Vibe-Memory Part 2: Which Embedding Model Should You Actually Use for AI Semantic Memory? My 3-Week Benchmark Results

go dev.to

Vibe-Memory Part 2: Which Embedding Model Should You Actually Use for AI Semantic Memory? My 3-Week Benchmark Results

Honestly, I thought building semantic memory was just "throw some embeddings in Postgres and call it a day." I was wrong. So wrong.

After building Vibe-Memory — the open-source semantic memory that fixes ChatGPT's amnesia — I spent the last three weeks benchmarking 8 different embedding models to answer a question that nobody actually answers straight: which one should you use for your AI semantic memory?

I tested everything from OpenAI's text-embedding-3-small to local Ollama models, from 1536 dimensions down to 384, and the results surprised even me. If you're building anything with semantic memory, this one's for you.

Let's recap: What is Vibe-Memory again?

Quick recap for the new folks: Vibe-Memory is my side project that gives your AI conversations persistent semantic memory. Instead of ChatGPT forgetting everything after each chat, Vibe-Memory stores all your conversation snippets, embeds them, and pulls the relevant ones into context automatically.

It fixes this exact problem:

You: Remember when I told you about that cool hiking trail I found last month?
ChatGPT: I'm sorry, I don't have access to previous conversations...

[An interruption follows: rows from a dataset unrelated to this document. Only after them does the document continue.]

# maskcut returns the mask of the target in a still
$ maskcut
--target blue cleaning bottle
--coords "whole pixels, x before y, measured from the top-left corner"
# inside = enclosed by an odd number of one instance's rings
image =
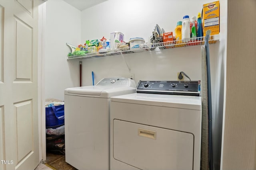
[[[202,19],[201,18],[201,14],[198,13],[197,16],[197,37],[201,37],[203,36],[203,27],[202,24]],[[201,41],[201,38],[198,39],[199,41]]]

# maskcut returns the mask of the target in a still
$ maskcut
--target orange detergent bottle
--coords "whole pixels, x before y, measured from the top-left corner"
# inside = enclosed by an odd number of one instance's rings
[[[175,32],[175,40],[176,44],[180,44],[182,43],[181,40],[182,30],[182,21],[178,21],[177,23],[177,26],[175,28],[174,31]],[[182,47],[181,45],[175,45],[175,47]]]

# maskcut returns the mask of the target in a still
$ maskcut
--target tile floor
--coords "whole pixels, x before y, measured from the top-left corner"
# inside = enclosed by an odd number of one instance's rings
[[[65,161],[65,155],[46,153],[46,163],[58,170],[78,170]]]

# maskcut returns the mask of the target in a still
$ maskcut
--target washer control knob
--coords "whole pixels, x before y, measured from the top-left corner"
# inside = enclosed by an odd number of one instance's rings
[[[149,86],[149,84],[148,83],[145,83],[143,85],[143,86],[146,88],[148,87]]]

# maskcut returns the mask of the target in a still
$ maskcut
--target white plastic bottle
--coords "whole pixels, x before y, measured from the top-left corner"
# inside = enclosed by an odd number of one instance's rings
[[[190,21],[188,16],[185,16],[183,17],[181,37],[182,43],[189,42],[190,40]]]

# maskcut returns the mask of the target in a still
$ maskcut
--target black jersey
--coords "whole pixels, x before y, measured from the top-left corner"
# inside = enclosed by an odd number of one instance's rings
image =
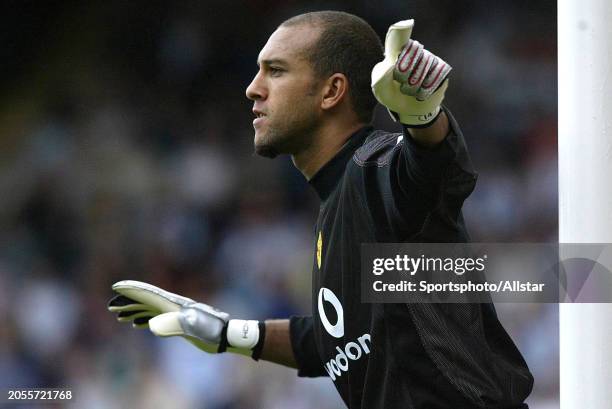
[[[300,376],[350,409],[527,408],[533,378],[492,304],[361,303],[360,244],[463,242],[474,173],[461,131],[433,149],[366,127],[310,181],[321,198],[313,315],[292,317]]]

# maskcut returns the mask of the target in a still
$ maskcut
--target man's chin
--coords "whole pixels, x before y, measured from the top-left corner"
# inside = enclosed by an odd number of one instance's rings
[[[264,158],[274,159],[278,156],[279,152],[271,145],[258,145],[255,144],[255,153]]]

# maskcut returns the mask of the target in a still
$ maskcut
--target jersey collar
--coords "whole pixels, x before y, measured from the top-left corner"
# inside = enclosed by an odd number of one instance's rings
[[[308,181],[321,200],[324,201],[327,199],[329,194],[334,190],[338,181],[344,174],[347,162],[351,159],[357,148],[363,145],[365,138],[373,129],[371,125],[367,125],[352,134],[336,156],[323,165],[323,167]]]

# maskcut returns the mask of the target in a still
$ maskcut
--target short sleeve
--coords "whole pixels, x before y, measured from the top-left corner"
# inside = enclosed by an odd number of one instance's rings
[[[317,351],[312,317],[292,316],[289,320],[291,347],[298,365],[298,376],[328,376]]]

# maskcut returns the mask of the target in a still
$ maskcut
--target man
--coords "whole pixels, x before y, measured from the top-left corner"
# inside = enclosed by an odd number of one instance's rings
[[[256,152],[291,155],[321,198],[312,316],[230,320],[128,280],[113,286],[119,320],[329,376],[349,408],[526,408],[533,378],[492,305],[360,302],[361,243],[468,239],[461,206],[476,177],[440,107],[450,67],[410,40],[411,29],[392,26],[376,64],[380,40],[360,18],[296,16],[271,35],[246,90]],[[368,125],[372,91],[403,134]]]

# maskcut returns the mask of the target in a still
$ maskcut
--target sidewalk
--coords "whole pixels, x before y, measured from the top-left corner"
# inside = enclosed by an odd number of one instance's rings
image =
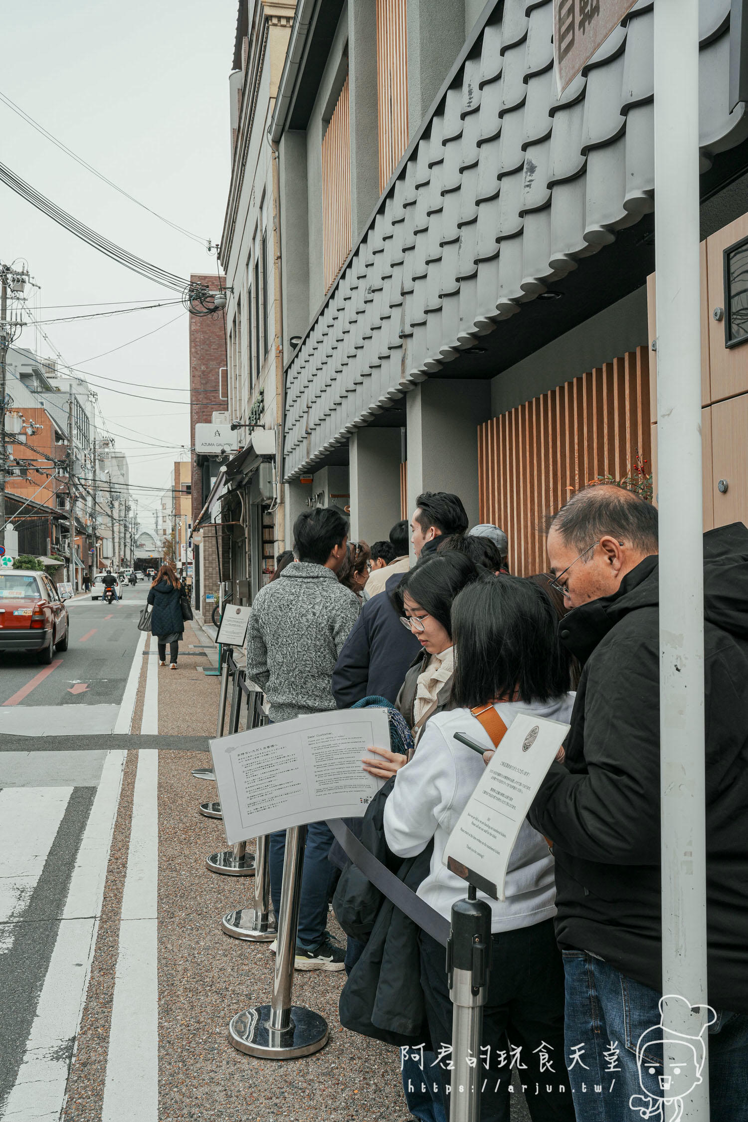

Yeah, we've all been there. Vibe-Memory fixes that. And the core of it all? Embeddings. Get embeddings wrong, and your memory feels dumb. Get them right, and it feels like magic.

The benchmark setup

I tested 8 popular embedding models on real-world conversation data — 500+ actual conversation snippets from my own usage, asking:

  1. Relevance@k: When I ask "that hiking trail I liked," does it actually find the hiking trail conversation?
  2. Speed: How long does it take to embed 100 snippets?
  3. Cost: What's the actual cost per 1,000 memories?
  4. Quality: Does it actually understand semantic meaning, or just keyword matching?
  5. Dimensions: Do smaller dimensions actually hurt quality that much?

All tests were done on the same dataset, same hardware, same queries. No hypothetical nonsense — just real conversations, real questions.

The contenders

Here's what I tested:

Model Dimensions Provider Cost per 1M tokens
text-embedding-3-small 1536 OpenAI $0.02
text-embedding-3-small 512 OpenAI $0.02 (same price, smaller dims)
text-embedding-3-large 3072 OpenAI $0.13
text-embedding-ada-002 1536 OpenAI $0.10
all-MiniLM-L6-v2 384 Local (HuggingFace) Free
nomic-embed-text-v1.5 768 Local (Ollama) Free
mxbai-embed-large 1024 Local (Ollama) Free
llama3:8b (embedding mode) 4096 Local (Ollama) Free

Let's get to the results.

The results: Relevance@5 matters more than you think

I scored each model based on how often the correct conversation snippet was in the top 5 results. Because in AI memory, if the right memory isn't in the top 5, it doesn't get into context — so it might as well not exist.

Here's what I found:

1. OpenAI text-embedding-3-small (512 dim) — Winner for most people

Relevance@5: 89%

Speed: ~200ms per 100 snippets (API)

Cost: $0.00000002 per memory → 10,000 memories = $0.02

I didn't expect this. Cutting dimensions from 1536 to 512 barely hurt quality (only 2% drop in relevance) but cut your storage size by two-thirds. For AI semantic memory, that's a huge win — smaller embeddings mean faster queries, cheaper storage, and you can fit more memories in context.

Pros:

  • Shockingly good quality for the price
  • 512 dimensions is the sweet spot — smaller storage, faster queries
  • OpenAI API is reliable, no maintenance
  • Cheaper than coffee → you'd have to store 500,000 memories to spend $10

Cons:

  • Closed source, your data goes to OpenAI
  • Rate limits if you're embedding a ton at once
  • Still requires internet

Who should use this: 90% of people building personal AI semantic memory. Just use this. You'll be happier.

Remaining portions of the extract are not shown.